A stripped down config can be found here.
# From the app. It looks like the file upload completes successfully as far as the application is concerned. The md5 hashes are always the same.
web_1 | upload finished, post data: {
web_1 | testUpload: {
web_1 | name: '951172_Show-1-Bad-Man-Incorporate.mp3',
web_1 | data: <Buffer >,
web_1 | size: 127412766,
web_1 | encoding: '7bit',
web_1 | tempFilePath: '/tmp/tmp-6-1596328303983',
web_1 | truncated: false,
web_1 | mimetype: 'audio/mpeg',
web_1 | md5: '37d6046ac89f95899c4fd60e13d057fa',
web_1 | mv: [Function: mv]
web_1 | }
web_1 | }
# Yet the request fails with termination flags SD:
proxy_1 | 192.168.111.48:63220 [02/Aug/2020:00:31:43.952] fe-main~ be-upload-test/web 29/0/0/-1/56534 -1 0 - - SD-- 1/1/0/0/0 0/0 {dev01:8100||https://dev01:8100/} "POST https://dev01:8100/upload HTTP/2.0"
# The app thinks the upload succeeded.
web_1 | ::ffff:192.168.48.3 - - [02/Aug/2020:00:32:40 +0000] "POST /upload HTTP/1.1" 302 46 "https://dev01:8100/" "Mozilla/5.0 (Windows NT 10.0; Win64; x64) AppleWebKit/537.36 (KHTML, like Gecko) Chrome/84.0.4147.105 Safari/537.36"

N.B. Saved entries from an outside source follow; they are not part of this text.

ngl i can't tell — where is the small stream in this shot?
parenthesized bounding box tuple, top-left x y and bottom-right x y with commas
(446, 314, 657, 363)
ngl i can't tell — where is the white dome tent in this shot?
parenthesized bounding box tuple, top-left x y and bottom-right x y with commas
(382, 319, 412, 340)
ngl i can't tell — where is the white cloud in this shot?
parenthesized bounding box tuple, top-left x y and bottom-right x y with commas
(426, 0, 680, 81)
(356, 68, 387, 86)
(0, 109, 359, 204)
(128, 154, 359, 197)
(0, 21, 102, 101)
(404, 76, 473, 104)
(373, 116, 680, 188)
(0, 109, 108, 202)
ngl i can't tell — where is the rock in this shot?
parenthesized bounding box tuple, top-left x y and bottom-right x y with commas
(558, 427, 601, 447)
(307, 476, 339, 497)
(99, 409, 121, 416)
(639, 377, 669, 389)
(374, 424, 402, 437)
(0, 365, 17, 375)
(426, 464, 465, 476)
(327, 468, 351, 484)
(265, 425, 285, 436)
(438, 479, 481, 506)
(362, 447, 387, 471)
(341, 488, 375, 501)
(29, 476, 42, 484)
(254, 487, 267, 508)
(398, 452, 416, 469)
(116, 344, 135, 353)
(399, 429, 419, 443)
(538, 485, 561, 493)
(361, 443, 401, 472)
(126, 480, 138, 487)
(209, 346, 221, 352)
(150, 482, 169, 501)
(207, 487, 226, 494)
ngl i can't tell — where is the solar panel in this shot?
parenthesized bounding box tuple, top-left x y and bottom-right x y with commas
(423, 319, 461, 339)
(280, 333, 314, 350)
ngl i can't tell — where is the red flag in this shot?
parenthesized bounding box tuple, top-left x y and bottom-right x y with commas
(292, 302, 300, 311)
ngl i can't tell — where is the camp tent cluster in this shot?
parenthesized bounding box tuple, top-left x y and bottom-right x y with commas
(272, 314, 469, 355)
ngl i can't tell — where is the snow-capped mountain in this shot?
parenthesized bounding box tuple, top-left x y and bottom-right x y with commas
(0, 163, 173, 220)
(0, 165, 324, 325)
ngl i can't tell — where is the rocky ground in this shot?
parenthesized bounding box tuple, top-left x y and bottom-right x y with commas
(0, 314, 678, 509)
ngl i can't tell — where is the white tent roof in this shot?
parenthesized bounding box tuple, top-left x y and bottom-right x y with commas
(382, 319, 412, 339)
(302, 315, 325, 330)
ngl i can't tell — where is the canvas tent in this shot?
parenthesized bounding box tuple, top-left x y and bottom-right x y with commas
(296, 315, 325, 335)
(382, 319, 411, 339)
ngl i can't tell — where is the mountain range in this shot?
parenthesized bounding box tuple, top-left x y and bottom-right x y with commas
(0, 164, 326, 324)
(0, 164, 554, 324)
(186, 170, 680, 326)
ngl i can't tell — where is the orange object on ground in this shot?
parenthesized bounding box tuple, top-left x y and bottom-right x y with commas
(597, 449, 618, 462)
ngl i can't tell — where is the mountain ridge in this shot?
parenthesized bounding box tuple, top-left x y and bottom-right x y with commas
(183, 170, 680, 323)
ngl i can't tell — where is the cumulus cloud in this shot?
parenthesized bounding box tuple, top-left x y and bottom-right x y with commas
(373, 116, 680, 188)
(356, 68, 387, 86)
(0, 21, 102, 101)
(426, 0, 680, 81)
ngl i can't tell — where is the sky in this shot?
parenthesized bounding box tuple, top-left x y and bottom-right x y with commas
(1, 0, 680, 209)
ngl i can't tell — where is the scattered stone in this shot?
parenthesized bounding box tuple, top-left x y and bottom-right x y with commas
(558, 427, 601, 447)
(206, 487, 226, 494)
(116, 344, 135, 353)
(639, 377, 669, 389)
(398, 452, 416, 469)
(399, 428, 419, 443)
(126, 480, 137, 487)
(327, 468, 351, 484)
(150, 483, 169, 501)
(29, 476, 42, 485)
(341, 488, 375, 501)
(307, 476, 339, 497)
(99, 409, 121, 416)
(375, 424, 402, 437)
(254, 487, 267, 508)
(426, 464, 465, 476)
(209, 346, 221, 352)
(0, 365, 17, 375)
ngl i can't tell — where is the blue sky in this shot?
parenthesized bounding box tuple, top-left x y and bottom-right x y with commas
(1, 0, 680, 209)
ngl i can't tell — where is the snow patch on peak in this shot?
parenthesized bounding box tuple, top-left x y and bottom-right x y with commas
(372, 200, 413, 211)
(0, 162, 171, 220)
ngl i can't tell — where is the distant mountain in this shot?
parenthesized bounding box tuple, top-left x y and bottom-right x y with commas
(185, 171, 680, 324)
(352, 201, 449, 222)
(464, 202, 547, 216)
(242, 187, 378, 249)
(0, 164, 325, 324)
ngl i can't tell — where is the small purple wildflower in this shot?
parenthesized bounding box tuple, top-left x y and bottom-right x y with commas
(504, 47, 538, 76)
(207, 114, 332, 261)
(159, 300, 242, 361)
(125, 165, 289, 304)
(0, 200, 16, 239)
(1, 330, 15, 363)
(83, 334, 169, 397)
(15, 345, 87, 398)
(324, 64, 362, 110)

The browser doesn't get notified that the upload succeeded. It will keep trying the upload several times until it errors out completely.
The file upload fails.
The file upload should succeed.
Upgrading to 2.2.1. This appears to only be present in 2.2.x (I've tested 2.2.1 and 2.2.2). I can't recreate this issue in 2.1.x or 2.0.x.
~It looks like adding tune.h2.initial-window-size 1048576 to the global section is a workaround. I've tested it with 800MB+ files and I can't get the issue to occur when using this setting (we really needed this anyway!). I haven't tested this in production yet but may do so soon.~
I tested 2.2.2 configured with tune.h2.initial-window-size 1048576 on a fairly loaded production server. The issue is still present even with this tuned setting. Looks like the only solution is to downgrade.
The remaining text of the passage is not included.